Committee Heart Attack
We love helping golf clubs because they genuinely seem to attract more than their fair share of tricky employees.
Including those that go off sick with stress when invited for a disciplinary.
However, sometimes, rather than helping the golf club, we’re duty bound to protect the employee from the tricky committee.
Our client, let’s call them the “Good Intentions” Golf Club, employed a new greenkeeper, in his early forties.
In his fifth month of employment he suffered a massive and genuine heart attack.
The sick pay policy at the Club was only SSP for those in the probationary period, which was the first 6 months.
The committee voted to give him 20 days full pay for sickness, as he had been a good worker up until then, and they wanted to show their support.
Those 20 days then took him over the 6 months, and that meant he was entitled to another 20 days full sick pay before going on to SSP.
He was very grateful for the extra money.
He was getting better and had sent in what he hoped would be his last sick note, and aimed to be back at work at the end of the month.
Then we got a totally unexpected phone call from the Club.
“The committee are worried about the amount that has been spent on sick pay. As most of it has been spent on him, they want to dismiss him before he uses more sick pay.”
In other words, they’d given him a “gimme” with one hand, but wanted to disqualify him for taking it with the other!
He hadn’t asked for the extra payment, they had volunteered it, and were now looking to punish him for it.
Once we realised that they were serious, we were not amused.
You see, a heart attack is an automatic disability.
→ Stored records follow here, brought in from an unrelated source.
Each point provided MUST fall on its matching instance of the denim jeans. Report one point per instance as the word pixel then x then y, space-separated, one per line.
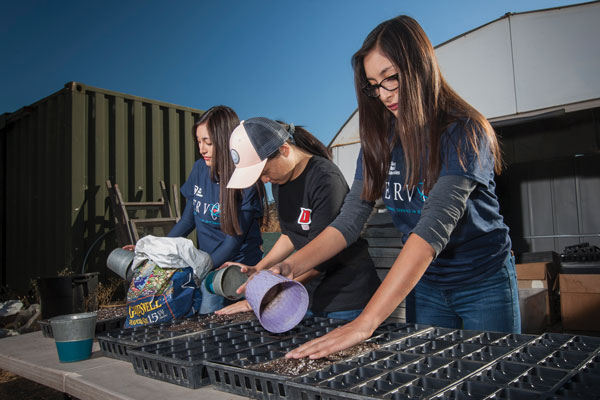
pixel 491 304
pixel 347 315
pixel 211 302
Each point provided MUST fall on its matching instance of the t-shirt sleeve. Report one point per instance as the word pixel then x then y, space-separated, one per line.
pixel 249 210
pixel 327 193
pixel 476 167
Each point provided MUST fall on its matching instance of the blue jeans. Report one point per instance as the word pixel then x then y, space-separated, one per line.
pixel 491 304
pixel 211 302
pixel 347 315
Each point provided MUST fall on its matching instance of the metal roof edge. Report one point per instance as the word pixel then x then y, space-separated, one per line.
pixel 78 86
pixel 547 112
pixel 509 14
pixel 342 127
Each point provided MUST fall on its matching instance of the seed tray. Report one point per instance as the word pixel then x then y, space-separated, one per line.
pixel 366 383
pixel 580 386
pixel 180 360
pixel 117 343
pixel 307 325
pixel 101 326
pixel 568 342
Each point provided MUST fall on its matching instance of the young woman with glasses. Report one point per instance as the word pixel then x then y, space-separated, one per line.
pixel 227 222
pixel 309 190
pixel 431 157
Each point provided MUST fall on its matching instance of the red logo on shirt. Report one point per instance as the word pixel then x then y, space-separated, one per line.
pixel 304 217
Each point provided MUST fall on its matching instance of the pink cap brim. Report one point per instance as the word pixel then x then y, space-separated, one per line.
pixel 246 176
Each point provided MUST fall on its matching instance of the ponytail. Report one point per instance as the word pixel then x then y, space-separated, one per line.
pixel 305 141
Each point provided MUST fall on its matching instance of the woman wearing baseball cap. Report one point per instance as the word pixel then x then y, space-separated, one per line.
pixel 431 157
pixel 309 190
pixel 227 222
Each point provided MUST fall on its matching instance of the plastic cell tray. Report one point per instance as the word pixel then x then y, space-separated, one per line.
pixel 539 379
pixel 101 326
pixel 500 373
pixel 580 386
pixel 117 343
pixel 307 325
pixel 457 370
pixel 469 390
pixel 180 361
pixel 459 350
pixel 489 353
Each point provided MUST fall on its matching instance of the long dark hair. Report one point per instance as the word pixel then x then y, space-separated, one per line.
pixel 304 140
pixel 220 122
pixel 427 106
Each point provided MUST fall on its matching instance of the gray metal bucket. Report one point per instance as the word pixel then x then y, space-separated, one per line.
pixel 74 336
pixel 225 281
pixel 119 261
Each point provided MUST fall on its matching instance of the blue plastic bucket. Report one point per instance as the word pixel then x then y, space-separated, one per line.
pixel 74 336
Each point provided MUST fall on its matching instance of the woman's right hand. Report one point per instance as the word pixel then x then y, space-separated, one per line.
pixel 240 306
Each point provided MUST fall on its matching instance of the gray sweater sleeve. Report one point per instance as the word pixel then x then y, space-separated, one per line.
pixel 353 215
pixel 444 206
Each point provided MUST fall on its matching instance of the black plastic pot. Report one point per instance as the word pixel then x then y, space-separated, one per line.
pixel 61 295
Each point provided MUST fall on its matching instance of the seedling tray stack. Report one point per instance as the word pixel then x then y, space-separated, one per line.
pixel 117 343
pixel 234 373
pixel 101 326
pixel 463 365
pixel 181 360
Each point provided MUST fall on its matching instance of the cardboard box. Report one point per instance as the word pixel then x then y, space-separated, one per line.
pixel 541 275
pixel 580 301
pixel 532 303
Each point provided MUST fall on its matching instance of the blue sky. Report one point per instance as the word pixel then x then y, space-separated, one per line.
pixel 283 59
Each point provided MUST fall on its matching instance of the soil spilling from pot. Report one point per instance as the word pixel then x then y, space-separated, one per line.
pixel 111 312
pixel 199 324
pixel 299 366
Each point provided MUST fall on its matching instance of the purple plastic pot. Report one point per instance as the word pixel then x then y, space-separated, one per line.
pixel 278 302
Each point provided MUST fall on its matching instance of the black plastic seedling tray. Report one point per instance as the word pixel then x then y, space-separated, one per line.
pixel 101 326
pixel 118 342
pixel 181 360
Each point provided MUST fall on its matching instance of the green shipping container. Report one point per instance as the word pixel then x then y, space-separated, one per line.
pixel 56 156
And given that the reason for wanting to dismiss him was not his performance at work but the fact that his heart might make him sick again, it would be an automatic loss at tribunal.
And – just so we’re all clear – tribunal awards for discrimination, which is what this was, are unlimited.
Which means that this particular club would genuinely have been risking HUNDREDS OF THOUSANDS of pounds, all for the sake of 20 days full pay that they’d already paid out.
Not only did we have to protect the greenkeeper in this instance, we also had to protect the club; not from any external force, but from themselves!